Since the switch 6 is in the ON position, the main heater 2 remains energized, and the safety thermostat 8 is heated at both terminals 209. Direct conduction through the lower member 206 and radiant heat from the main heater 2 are sensed through the lower member 206. In addition, the safety thermometer 8 is located above the main heater 2 and senses the temperature rise of the lower member 206 through air convection and responds with high sensitivity.
There is no melting, etc., and safety is maintained. or.

When the water level is small and the water level is lower than the lower member 206, the heat generating part of the main heater 2 is underwater and there is no risk of red heat or the like to the main heater 2, and the temperature of both terminal parts 209 rises at the same time as the water level falls. The safety thermometer 8 senses and responds at this temperature.

Effects of the Invention (2) According to the present invention, after the hot water in the vacuum container is boiled by the heating means, the heating switching means via the heat-sensitive element stops energizing the heating means, and thereafter the amount of heating heat during heating and keeping warm is reduced. Since the heat value is set below the boiling temperature, the hot water is maintained at a high temperature to remove limescale odor.

It is possible to obtain a water heater that can provide hot water close to boiling temperature at any time.

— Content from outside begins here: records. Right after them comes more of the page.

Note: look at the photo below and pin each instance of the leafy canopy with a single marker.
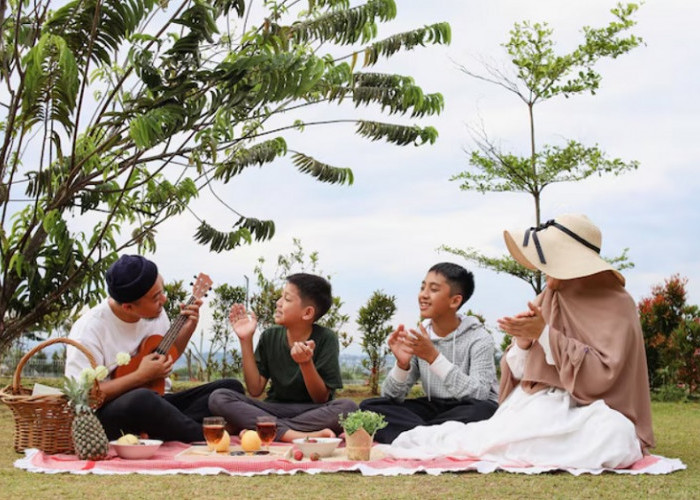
(541, 73)
(117, 114)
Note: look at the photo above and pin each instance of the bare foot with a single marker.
(291, 434)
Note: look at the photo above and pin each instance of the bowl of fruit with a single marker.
(317, 446)
(131, 447)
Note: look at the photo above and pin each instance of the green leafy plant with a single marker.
(370, 421)
(116, 116)
(539, 73)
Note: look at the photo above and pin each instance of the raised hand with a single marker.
(526, 326)
(191, 310)
(419, 344)
(243, 322)
(399, 349)
(303, 352)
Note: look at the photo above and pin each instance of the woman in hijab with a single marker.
(574, 389)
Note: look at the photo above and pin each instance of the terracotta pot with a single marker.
(358, 445)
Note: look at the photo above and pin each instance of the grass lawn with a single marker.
(677, 427)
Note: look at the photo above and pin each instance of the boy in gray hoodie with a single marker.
(451, 354)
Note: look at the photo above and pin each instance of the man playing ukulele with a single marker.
(132, 313)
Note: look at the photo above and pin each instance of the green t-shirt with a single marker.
(275, 363)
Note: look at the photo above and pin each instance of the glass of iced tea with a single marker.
(266, 427)
(213, 428)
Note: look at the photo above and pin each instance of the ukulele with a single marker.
(165, 344)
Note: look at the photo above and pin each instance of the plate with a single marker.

[Brief explanation of drawings]

FIG. 1 is an electric circuit diagram of an electric water heater according to an embodiment of the present invention, and FIG. 2 is a temperature characteristic diagram related to the water temperature. Fig. 4 is a sectional view of the same side, and Fig. 4 is a sectional view of the same essential part. FIG. 5 is a perspective view of the same essential parts. 2.3... Heating means, 4... Heat sensitive element. 45... Heating switching means. 100...Vacuum container.

Claims (1)

[Claims] Heating means (2) for heating hot water or water in the vacuum container (100)
), a heat-sensitive element (4) that detects the boiling of hot water, and a heat-sensitive element (4) that controls the energization of the heating means (2) through the heat-sensitive element (4), and changes the hot water from a boiling state to a heat-retaining state. An electric water heater characterized in that the electric water heater is equipped with a heating switching means (45) for switching, and the amount of heating heat during heating and keeping warm is set to be less than the amount of boiling heat.